Lange blieb unklar, wer die Angreifer gewesen sind, von denen zumindest einige laut Berichten nach der Tat entkommen konnten. Nach Angaben von Interfax unter Berufung auf den Kreml sollen elf Menschen festgenommen worden sein. Vier von ihnen stehen im Verdacht, direkt in den Angriff verwickelt gewesen zu sein. Sie sollen auf der Flucht in der russischen Region Brjansk erfasst worden sein. Es handelt sich laut Medienberichten um tadschikische Staatsangehörige.

Der Islamische Staat in der Provinz Chorasan (ISKP), ein afghanischer Ableger des Isil (Isis), bekannte sich in einer von seiner Nachrichtenagentur Amaq veröffentlichten Erklärung zu dem Anschlag.

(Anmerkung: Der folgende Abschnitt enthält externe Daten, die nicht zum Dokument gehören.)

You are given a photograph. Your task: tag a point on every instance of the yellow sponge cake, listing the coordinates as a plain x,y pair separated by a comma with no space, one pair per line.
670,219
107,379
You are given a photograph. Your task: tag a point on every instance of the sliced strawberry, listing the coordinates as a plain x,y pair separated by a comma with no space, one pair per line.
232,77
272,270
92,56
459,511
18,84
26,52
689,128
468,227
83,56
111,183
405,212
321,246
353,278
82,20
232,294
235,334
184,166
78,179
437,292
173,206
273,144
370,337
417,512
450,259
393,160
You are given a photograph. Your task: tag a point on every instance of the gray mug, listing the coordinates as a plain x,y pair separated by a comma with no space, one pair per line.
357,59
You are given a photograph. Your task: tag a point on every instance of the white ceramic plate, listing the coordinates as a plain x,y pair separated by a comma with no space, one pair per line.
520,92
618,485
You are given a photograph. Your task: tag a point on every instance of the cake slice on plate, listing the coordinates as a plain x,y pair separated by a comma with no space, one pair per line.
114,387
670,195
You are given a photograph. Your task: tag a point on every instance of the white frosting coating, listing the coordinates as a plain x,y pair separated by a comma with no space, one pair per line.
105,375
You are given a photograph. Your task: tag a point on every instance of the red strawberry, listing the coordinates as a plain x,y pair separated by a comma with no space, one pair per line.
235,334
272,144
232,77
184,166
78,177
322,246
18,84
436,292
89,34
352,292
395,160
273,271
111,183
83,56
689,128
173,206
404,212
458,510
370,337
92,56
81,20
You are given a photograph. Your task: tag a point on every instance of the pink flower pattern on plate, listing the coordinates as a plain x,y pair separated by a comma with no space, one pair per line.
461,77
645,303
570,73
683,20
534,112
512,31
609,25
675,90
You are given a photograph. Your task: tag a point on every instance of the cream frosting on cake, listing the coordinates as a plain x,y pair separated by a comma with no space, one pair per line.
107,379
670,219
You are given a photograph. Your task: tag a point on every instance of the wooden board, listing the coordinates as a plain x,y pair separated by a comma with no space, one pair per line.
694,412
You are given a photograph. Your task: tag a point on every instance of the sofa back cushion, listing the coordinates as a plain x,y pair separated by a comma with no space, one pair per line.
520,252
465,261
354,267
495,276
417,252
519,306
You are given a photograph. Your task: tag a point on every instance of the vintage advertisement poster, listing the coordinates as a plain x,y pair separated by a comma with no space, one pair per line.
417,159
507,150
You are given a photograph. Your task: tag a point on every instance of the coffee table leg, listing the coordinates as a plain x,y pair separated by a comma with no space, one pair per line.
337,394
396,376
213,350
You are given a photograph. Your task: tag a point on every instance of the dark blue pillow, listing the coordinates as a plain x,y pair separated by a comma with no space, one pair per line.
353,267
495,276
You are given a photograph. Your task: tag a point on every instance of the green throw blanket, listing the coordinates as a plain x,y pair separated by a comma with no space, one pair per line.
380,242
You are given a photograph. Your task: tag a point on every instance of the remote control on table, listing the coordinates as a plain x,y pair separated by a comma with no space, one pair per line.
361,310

Demnach hätten ihre Kämpfer am Stadtrand von Moskau angegriffen, "Hunderte von Menschen getötet und verwundet und große Zerstörungen angerichtet, bevor sie sich sicher in ihre Stützpunkte zurückzogen" und dann entkamen.

Isis richtet Fokus auf Putin

Russland meldete in diesem Monat mehrere Vorfälle mit Isil-Beteiligung, wobei der Geheimdienst FSB am 7. März erklärte, er habe einen Anschlag der ISKP auf eine Moskauer Synagoge vereitelt.

Auch die USA hatten vor einer erhöhten Bedrohung durch "Extremisten" gewarnt, die einen Anschlag auf "große Versammlungen" in Moskau planten, und diese Erkenntnis mit den Russen geteilt. Am Freitagabend erklärte ein US-Beamter, Washington verfüge über nachrichtendienstliche Erkenntnisse, die das Bekenntnis des Isil zu dem Anschlag auf die Moskauer Konzerthalle bestätigten.

Terrorexperten wie Peter Neumann vom King’s College in London oder Wassim Nasr vom Soufan Center, einer in Washington ansässigen Forschungsgruppe, halten das Bekennerschreiben für echt. Das Portal The Insider berichtet zudem, dass die Kleidung, die zwei verdächtige Personen bei der Befragung durch russische Sicherheitskräfte trugen, auch auf dem IS-Foto zu erkennen sei, das über Amaq im Laufe des Tages veröffentlicht wurde und die vier mutmaßlichen Terroristen zeigen soll.

Experten zufolge hat sich die Gruppe in den letzten Jahren gegen den russischen Präsidenten Wladimir Putin gestellt. "Isis-K [ISKP] hat sich in den letzten zwei Jahren auf Russland fixiert und Putin in seiner Propaganda häufig kritisiert", sagte Colin Clarke ebenfalls vom Soufan Center.